How do I claim financial hardship?
The first step is to visit the website of your phone or internet provider to find what their financial hardship policy includes, and what the provider recommends are the first steps to claiming financial hardship. If you’re having problems visiting the telco’s website, you can always try the app (if there is one) or give your telco a call to discuss next steps.
In many cases, your telco will need to discuss the situation with you, so it’s best to be prepared with all the information that your phone or internet provider may need before making a call.
The National Debt Helpline has suggestions for steps you can take if you are unable to pay your phone or internet bill. It’s recommended that you:
- Determine what you can afford to pay by working out a budget
- Get in touch with your service provider to see what options are available
- Ask to speak to the ‘hardship department’ if you feel the general customer service department isn’t helpful
- If you don’t agree with the solution, you can dispute it with an external dispute resolution service (subject to your state or territory)
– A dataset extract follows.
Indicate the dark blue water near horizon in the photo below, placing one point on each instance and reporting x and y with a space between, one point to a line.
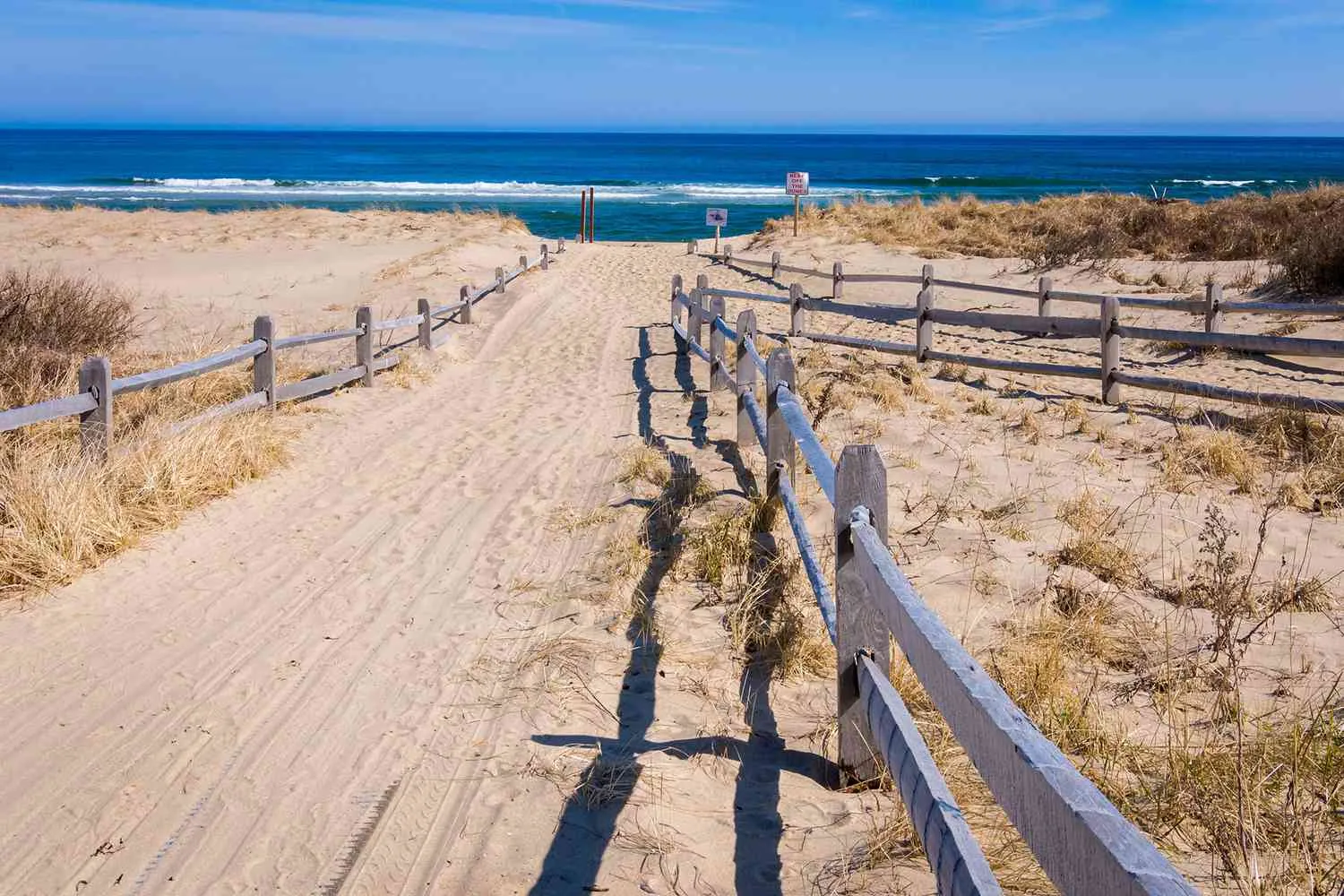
652 187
- Speak to a financial counsellor — you can visit the National Debt Helpline at ndh.org.au or give them a call to discuss steps and to speak to a free financial counsellor
What do I do if I’m unhappy with what my telco is offering?
If you are unhappy with the resolution or experience with your phone or internet provider, you can either lodge a complaint with your telco, or seek support and advice from the Telecommunications Industry Ombudsman (TIO).
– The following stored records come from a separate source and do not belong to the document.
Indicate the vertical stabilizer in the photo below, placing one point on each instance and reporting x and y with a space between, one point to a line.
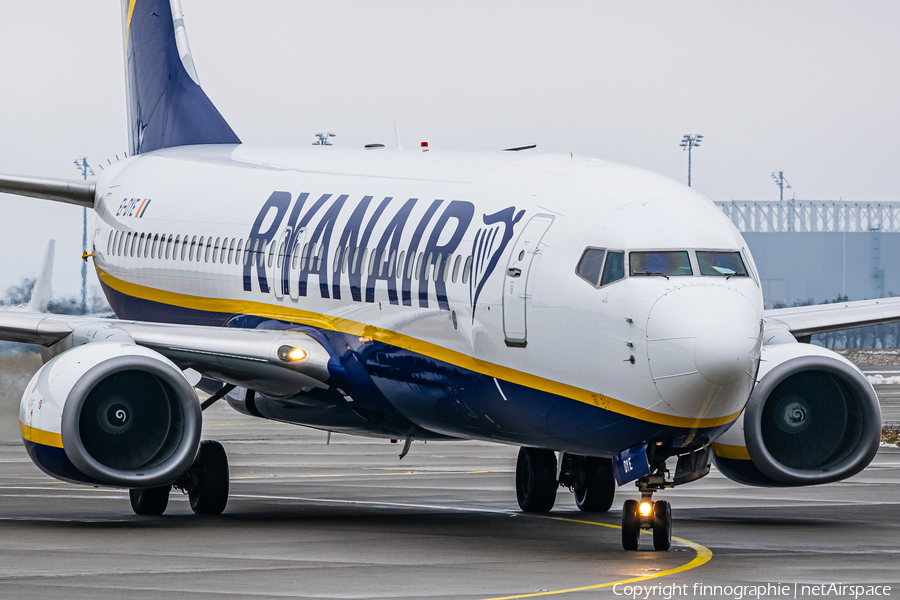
166 106
40 293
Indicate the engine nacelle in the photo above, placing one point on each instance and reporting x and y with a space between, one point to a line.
113 414
812 418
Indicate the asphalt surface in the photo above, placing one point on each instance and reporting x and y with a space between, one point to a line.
348 520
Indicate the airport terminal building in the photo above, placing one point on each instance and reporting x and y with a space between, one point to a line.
817 251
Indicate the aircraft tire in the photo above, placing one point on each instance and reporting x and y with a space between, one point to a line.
536 483
599 488
662 525
150 501
631 525
209 494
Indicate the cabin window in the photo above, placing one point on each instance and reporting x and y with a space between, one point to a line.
467 269
660 264
435 276
401 266
250 252
355 260
310 258
372 262
231 250
320 257
337 259
721 264
303 256
362 260
391 263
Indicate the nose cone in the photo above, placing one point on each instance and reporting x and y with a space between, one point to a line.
703 345
722 355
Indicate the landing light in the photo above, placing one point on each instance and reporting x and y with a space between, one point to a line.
291 354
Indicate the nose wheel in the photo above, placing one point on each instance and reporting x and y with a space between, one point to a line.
647 515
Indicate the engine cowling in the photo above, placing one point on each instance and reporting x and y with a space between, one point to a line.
111 413
812 418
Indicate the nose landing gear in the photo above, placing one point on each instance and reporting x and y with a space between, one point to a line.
646 514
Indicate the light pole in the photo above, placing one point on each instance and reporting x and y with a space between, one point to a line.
85 169
689 142
781 182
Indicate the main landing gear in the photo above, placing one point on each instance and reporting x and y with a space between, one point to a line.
539 475
206 484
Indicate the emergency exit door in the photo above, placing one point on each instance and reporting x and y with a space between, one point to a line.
516 298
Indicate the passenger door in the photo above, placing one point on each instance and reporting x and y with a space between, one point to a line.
515 280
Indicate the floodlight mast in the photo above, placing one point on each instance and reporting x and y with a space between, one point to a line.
85 169
782 183
689 142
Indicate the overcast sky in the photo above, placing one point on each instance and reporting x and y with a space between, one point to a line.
808 87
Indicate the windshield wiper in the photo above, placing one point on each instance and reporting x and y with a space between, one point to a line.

Financial hardship with Telstra
Telstra offers a Financial Hardship policy to assist customers dealing with financial hardship due to a range of factors. Because everyone’s situation is different, Telstra manages claims for financial hardship on a case-by-case basis. It’s recommended you get in touch with Telstra by calling 1800 531 951.
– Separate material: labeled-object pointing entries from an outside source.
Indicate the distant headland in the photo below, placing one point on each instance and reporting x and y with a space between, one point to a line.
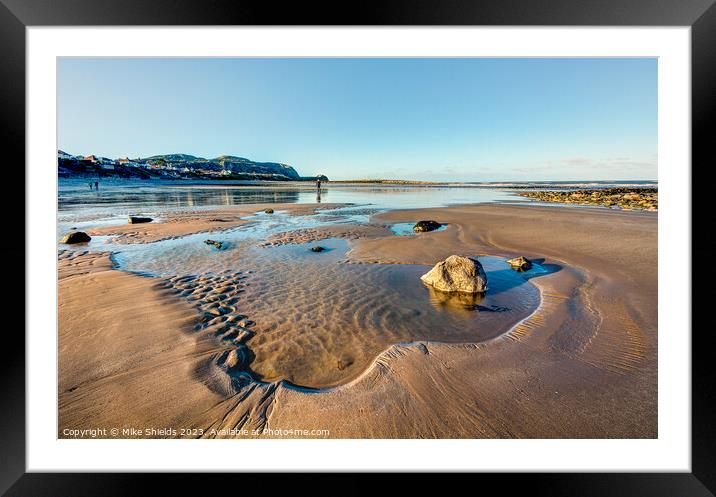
177 166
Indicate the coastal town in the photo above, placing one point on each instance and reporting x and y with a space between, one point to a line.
176 166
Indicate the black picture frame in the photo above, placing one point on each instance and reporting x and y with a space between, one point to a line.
700 15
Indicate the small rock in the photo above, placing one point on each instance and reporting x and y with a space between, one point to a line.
423 226
76 237
139 219
457 274
519 263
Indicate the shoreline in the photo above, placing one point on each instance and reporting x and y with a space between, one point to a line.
401 369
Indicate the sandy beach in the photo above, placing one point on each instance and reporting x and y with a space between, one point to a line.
222 351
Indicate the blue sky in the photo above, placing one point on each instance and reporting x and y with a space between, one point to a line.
422 119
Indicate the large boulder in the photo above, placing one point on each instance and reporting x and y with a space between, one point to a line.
519 264
139 219
76 237
422 226
457 274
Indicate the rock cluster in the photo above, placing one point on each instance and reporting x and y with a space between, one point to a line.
623 198
457 274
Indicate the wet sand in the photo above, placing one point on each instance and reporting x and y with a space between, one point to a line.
583 365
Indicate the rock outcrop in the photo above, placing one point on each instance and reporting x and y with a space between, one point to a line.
457 274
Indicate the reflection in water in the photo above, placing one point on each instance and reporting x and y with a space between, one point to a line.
458 302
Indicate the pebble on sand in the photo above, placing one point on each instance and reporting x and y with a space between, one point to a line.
519 263
76 237
139 219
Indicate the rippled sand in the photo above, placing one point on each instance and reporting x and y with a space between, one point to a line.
568 351
318 321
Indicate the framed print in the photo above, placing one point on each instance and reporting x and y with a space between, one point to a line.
417 240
In some instances, you can use the My Telstra app and Telstra website to request certain services without making a call. Through the app or website, you might be able to request a payment extension, request to change or downgrade your plan (to a cheaper plan) or request an suspension of your service for up to 90 days without plan fees.
Telstra may be able to assist with a range of options including service or payment options. These can include:
- Flexible payments over an extended period of time
- Waive late payment or cancellation fees
- Transferring your phone plan to a prepaid service
- Reducing your download speed (in the case of internet services)
- Restricting service
- Transferring your service to another plan
As everyone’s situation is different, you will need to get in touch with Telstra to determine which option will be best for you.
Financial hardship with Optus
Similar to Telstra, Optus runs its financial hardship on a case-by-case basis, so getting in touch with Optus will help you to find a solution that suits your individual circumstances. You can give them a call on 1300 308 839 (Mon-Sat, 9am-8:30pm AEST), and follow the prompts.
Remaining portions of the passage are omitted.